Wednesday, March 15, 2017

Brachy Boost: The gold standard for progression-free survival of high risk prostate cancer

Several randomized clinical trials have established the superior oncological outcomes of the combination of external beam radiotherapy with a high dose rate brachytherapy boost (see this link). Last year, the results of the first randomized clinical trial of the combination of external beam radiotherapy with low dose rate brachytherapy, the ASCENDE-RT trial, was presented at the 2015 Genitourinary Conference (reported here). We now have the full details of the oncological outcomes (toxicity outcomes will be reported separately).

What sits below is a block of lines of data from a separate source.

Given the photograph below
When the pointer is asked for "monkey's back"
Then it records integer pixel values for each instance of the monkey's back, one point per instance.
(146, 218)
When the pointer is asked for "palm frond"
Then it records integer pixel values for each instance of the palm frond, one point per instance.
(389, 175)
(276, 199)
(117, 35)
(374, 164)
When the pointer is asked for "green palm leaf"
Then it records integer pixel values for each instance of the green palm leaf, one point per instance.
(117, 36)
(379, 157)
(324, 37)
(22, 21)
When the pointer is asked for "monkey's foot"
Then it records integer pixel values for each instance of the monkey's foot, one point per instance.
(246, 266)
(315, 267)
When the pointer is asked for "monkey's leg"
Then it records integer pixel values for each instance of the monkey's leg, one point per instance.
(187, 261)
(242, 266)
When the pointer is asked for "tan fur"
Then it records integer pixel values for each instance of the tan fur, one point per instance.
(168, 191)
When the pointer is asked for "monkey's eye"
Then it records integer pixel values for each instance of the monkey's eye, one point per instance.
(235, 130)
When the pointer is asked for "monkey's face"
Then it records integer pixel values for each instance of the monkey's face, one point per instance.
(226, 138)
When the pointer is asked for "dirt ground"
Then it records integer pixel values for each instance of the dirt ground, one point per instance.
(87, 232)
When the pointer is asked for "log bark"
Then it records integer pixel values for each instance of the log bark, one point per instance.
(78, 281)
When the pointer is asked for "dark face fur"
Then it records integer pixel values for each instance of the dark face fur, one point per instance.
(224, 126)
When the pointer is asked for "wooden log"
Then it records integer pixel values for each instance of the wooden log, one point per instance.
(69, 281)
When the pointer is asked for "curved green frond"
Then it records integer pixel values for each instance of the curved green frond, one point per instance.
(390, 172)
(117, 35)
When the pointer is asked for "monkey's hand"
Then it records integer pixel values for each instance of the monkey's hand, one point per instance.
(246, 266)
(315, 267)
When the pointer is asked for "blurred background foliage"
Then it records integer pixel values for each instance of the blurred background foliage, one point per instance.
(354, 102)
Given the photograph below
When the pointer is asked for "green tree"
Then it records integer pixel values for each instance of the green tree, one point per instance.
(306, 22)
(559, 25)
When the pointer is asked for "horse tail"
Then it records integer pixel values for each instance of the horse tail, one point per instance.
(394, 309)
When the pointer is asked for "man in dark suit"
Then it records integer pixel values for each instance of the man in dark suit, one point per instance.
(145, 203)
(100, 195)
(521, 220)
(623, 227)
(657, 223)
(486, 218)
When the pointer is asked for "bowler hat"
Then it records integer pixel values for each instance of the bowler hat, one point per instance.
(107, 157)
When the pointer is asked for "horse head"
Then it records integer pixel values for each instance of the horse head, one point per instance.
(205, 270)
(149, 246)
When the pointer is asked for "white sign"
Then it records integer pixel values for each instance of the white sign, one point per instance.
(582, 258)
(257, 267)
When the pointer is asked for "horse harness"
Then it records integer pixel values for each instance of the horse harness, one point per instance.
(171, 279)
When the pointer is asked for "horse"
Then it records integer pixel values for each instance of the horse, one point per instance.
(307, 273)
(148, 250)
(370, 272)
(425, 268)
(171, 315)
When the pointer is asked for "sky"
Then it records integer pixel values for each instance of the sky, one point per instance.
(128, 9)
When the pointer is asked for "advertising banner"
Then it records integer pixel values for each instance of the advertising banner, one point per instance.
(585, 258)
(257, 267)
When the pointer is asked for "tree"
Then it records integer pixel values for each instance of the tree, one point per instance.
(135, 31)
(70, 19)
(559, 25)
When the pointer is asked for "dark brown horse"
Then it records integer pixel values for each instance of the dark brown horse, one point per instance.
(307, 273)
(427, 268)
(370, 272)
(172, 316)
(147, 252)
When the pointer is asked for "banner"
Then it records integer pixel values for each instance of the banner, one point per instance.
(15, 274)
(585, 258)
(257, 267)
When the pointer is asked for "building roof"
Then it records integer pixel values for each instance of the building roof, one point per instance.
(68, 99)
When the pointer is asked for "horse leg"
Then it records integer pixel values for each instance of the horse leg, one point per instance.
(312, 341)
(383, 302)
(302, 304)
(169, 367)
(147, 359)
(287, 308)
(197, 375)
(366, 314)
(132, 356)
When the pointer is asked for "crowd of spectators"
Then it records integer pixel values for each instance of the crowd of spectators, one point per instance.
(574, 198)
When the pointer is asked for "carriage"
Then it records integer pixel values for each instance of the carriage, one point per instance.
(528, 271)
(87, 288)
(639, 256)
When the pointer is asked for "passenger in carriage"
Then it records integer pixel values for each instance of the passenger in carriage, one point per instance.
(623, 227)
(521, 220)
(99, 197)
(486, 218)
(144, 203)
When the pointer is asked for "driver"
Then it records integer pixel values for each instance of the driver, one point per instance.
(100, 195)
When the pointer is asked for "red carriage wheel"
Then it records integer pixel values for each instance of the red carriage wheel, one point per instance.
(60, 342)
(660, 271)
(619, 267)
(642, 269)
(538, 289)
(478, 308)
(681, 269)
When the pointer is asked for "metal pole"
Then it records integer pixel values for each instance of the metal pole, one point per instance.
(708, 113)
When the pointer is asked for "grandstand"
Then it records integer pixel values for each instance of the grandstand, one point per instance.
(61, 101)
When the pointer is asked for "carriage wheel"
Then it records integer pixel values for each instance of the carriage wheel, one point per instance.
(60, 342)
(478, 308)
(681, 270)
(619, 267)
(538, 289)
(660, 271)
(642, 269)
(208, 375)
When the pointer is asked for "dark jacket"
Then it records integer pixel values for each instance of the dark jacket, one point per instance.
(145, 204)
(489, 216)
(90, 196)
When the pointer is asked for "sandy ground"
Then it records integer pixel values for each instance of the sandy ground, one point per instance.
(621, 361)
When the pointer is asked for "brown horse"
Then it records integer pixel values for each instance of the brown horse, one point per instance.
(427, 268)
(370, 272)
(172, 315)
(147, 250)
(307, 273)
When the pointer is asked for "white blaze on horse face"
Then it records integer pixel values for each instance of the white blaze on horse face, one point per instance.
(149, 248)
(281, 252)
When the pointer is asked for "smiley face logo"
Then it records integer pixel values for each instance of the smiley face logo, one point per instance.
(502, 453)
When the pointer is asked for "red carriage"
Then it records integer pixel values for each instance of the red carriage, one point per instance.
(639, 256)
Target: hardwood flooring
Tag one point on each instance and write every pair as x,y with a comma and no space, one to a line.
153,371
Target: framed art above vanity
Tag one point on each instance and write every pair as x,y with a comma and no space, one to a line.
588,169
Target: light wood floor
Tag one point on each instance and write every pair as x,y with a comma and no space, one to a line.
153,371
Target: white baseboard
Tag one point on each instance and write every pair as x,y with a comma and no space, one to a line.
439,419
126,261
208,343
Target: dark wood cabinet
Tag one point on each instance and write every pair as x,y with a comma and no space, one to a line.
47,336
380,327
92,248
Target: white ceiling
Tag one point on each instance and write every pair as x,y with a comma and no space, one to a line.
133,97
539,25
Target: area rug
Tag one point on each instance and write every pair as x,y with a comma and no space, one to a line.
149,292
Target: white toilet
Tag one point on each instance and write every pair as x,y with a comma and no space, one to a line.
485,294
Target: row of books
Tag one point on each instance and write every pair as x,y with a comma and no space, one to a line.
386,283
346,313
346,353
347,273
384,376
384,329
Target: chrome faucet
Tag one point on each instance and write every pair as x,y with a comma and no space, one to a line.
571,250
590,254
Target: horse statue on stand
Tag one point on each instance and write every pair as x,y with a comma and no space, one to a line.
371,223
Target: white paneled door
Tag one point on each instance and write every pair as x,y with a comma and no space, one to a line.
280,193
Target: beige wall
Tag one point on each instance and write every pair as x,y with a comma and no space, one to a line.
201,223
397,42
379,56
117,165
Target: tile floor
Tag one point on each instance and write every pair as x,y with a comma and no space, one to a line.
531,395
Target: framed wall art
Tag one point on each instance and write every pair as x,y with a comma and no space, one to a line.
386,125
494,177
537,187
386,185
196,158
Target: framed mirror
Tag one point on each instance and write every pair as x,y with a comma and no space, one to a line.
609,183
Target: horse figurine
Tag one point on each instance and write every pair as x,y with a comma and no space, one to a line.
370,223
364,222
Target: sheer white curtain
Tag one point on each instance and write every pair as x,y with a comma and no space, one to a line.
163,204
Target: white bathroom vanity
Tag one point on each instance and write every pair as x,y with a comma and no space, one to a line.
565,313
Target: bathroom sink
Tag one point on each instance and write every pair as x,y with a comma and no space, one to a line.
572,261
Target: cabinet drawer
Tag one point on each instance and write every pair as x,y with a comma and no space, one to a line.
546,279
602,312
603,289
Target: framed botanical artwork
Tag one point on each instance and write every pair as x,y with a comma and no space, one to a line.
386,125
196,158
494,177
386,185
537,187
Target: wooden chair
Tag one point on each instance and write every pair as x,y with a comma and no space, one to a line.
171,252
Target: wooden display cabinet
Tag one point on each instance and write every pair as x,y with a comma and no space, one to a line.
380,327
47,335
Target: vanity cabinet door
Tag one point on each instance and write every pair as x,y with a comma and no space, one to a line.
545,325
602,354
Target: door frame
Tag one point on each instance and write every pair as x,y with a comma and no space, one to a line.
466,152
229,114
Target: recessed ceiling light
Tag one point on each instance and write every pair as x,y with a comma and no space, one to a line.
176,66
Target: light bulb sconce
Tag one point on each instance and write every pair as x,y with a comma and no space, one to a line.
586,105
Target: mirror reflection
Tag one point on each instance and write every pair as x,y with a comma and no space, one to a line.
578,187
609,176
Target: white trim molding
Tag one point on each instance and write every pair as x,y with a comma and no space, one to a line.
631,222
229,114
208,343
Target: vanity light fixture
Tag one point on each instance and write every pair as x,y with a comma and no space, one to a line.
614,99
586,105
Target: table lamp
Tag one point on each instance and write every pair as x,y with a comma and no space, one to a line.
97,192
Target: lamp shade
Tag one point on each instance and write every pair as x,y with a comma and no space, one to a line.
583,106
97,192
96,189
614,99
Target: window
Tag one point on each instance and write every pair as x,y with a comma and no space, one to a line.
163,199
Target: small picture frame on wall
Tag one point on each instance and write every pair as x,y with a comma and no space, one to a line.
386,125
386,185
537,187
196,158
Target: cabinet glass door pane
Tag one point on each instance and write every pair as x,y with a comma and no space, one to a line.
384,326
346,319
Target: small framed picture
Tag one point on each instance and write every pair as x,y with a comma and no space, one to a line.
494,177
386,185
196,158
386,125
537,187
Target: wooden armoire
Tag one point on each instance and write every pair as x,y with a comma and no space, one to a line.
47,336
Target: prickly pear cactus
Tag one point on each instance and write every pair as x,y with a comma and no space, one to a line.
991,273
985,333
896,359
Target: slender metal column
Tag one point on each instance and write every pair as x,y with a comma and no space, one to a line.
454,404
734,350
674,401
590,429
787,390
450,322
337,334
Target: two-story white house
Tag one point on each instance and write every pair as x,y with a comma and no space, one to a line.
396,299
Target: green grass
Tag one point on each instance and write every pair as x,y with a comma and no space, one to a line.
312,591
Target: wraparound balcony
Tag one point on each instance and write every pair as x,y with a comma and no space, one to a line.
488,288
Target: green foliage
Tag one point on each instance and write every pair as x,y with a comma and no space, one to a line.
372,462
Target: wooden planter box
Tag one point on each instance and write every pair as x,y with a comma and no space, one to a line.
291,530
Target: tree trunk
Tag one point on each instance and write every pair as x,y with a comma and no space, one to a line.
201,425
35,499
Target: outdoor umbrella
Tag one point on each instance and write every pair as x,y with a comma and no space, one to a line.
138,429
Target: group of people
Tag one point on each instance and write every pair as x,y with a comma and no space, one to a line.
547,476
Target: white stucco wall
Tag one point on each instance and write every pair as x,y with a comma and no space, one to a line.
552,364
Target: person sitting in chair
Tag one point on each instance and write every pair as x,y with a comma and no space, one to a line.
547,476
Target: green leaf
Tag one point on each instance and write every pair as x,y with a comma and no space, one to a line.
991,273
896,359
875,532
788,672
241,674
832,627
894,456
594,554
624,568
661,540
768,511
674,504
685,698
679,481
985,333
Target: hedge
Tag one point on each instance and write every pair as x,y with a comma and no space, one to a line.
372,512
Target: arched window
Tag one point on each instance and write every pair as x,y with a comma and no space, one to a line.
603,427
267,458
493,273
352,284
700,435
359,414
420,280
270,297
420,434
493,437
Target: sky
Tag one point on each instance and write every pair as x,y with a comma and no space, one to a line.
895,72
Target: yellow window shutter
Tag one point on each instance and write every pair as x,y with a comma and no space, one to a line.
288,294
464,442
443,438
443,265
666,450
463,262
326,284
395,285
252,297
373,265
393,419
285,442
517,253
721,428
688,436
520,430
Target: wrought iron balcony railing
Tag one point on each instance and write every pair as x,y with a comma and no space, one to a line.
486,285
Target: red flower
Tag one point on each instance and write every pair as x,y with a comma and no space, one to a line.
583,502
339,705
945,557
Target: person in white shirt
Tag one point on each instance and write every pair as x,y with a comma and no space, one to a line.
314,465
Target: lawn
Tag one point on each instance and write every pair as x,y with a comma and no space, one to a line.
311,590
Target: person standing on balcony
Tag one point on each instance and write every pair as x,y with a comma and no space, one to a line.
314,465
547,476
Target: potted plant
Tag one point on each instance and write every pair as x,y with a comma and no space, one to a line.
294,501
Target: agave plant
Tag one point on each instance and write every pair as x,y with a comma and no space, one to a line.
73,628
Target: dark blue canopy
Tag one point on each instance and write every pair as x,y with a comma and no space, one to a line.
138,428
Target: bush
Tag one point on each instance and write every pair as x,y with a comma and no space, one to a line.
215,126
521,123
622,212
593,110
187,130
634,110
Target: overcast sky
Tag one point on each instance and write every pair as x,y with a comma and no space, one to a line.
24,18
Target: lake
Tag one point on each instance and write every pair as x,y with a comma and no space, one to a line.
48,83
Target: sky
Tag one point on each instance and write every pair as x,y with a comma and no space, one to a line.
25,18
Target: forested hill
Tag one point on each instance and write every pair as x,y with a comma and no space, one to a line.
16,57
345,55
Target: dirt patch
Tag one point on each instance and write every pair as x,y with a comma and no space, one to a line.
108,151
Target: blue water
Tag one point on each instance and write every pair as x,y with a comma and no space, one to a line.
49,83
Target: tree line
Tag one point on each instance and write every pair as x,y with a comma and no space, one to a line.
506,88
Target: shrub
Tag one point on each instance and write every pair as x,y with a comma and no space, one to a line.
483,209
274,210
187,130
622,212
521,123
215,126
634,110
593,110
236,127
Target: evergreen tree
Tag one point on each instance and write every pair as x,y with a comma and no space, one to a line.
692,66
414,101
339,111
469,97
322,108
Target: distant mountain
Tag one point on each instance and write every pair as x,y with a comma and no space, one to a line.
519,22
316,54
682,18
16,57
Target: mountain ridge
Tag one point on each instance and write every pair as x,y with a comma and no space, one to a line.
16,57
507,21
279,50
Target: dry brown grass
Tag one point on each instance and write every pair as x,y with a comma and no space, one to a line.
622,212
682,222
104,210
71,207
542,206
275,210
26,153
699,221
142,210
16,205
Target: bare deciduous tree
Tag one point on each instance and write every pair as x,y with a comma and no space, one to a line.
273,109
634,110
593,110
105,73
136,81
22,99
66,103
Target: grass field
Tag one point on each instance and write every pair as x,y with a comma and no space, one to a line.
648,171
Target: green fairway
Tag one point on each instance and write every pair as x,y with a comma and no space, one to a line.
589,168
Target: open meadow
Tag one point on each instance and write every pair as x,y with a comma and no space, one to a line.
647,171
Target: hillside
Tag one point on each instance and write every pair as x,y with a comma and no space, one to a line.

Morris et al. reported on 398 intermediate (31%) and high risk (69%) patients treated at 6 facilities in British Columbia and Toronto. All patients received 12 months of androgen deprivation beginning 8 months before radiation therapy. and continuing 4 months after the start. Androgen deprivation consisted of a GnRH agonist (Eligard or Suprefact) with an antiandrogen (bicalutamide or flutamide) given for the first 4 weeks. The radiation treatment was either of:
  • EBRT-only: 78 Gy in 39 fractions using 3D-CRT
  • Brachy boost: 46 Gy in 23 fractions of EBRT (3D-CRT) + 115 Gy of I125 seeds
It is worth noting that the brachy boost dose used in this trial is compared to an EBRT dose that is considered to be high enough to be curative by today's standards.

With 6.5 years of median follow-up, the 9-year biochemical progression-free survival (bPFS) was:
  • 85% for the brachy boost cohort vs. 65% for EBRT only
  • The hazard ratio was 2.3 (i.e., those getting EBRT only were 2.3 times as likely to relapse compared to those getting the brachytherapy boost)
  • Among those with high-risk prostate cancer, 9-year bPFS was 83% for the brachy boost cohort vs. 62% for EBRT-only.
  • Among those with intermediate-risk prostate cancer, 9-year bPFS was 94% for the brachy boost cohort vs. 70% for EBRT-only.
  • Among those who did not relapse, the median nadir PSA was 0.01 ng/ml (54% undetectable) for the brachy boost cohort vs. 0.25 for EBRT-only (8% undetectable).
  • In this length of follow-up, metastases, prostate cancer-specific mortality, and overall mortality were rare events, and were not statistically significantly different. Median age was 68.
This analysis did not address toxicity outcomes, but, as previously reported, the improved oncological outcomes came at the expense of toxicity:
  • Late term Grade 2 or higher genitourinary (GU) toxicity was higher for the brachy-boost group. 
  • Late term Grade 3 GU toxicity reached 19% for the brachy-boost group vs. 5% for the EBRT-only group. 
  • Late term gastrointestinal (GI) toxicity was similarly mild for both groups.
The use of 3D-CRT rather than IMRT (which is now the more prevalent form of EBRT) probably affected toxicity, especially with the wider field of the brachy-boost therapy.

This should establish brachy boost therapy (using either a high dose rate or low dose rate brachy boost) as the gold standard for oncological control for high risk prostate cancer. Perhaps equivalent outcomes with less toxicity may be achievable for both high risk and intermediate risk patients using high dose rate brachy monotherapy, SBRT monotherapy, or SBRT boost therapy. But for now, those are experimental approaches in high risk patients. The optimal duration of ADT use has yet to be defined. Patients with pre-existing urinary conditions should approach boost therapy with caution.

Sadly, a recent analysis of the National Cancer Database showed that utilization of brachy boost therapy for high risk patients has declined precipitously from 28% in 2004 to 11% in 2013. If a patient sees anyone other than the first urologist, he often only sees a single radiation oncologist who only informs him about IMRT. In most parts of the US, there is a dearth of experienced brachytherapists.

note: Thanks to Dr. James Morris for allowing me to review the full text.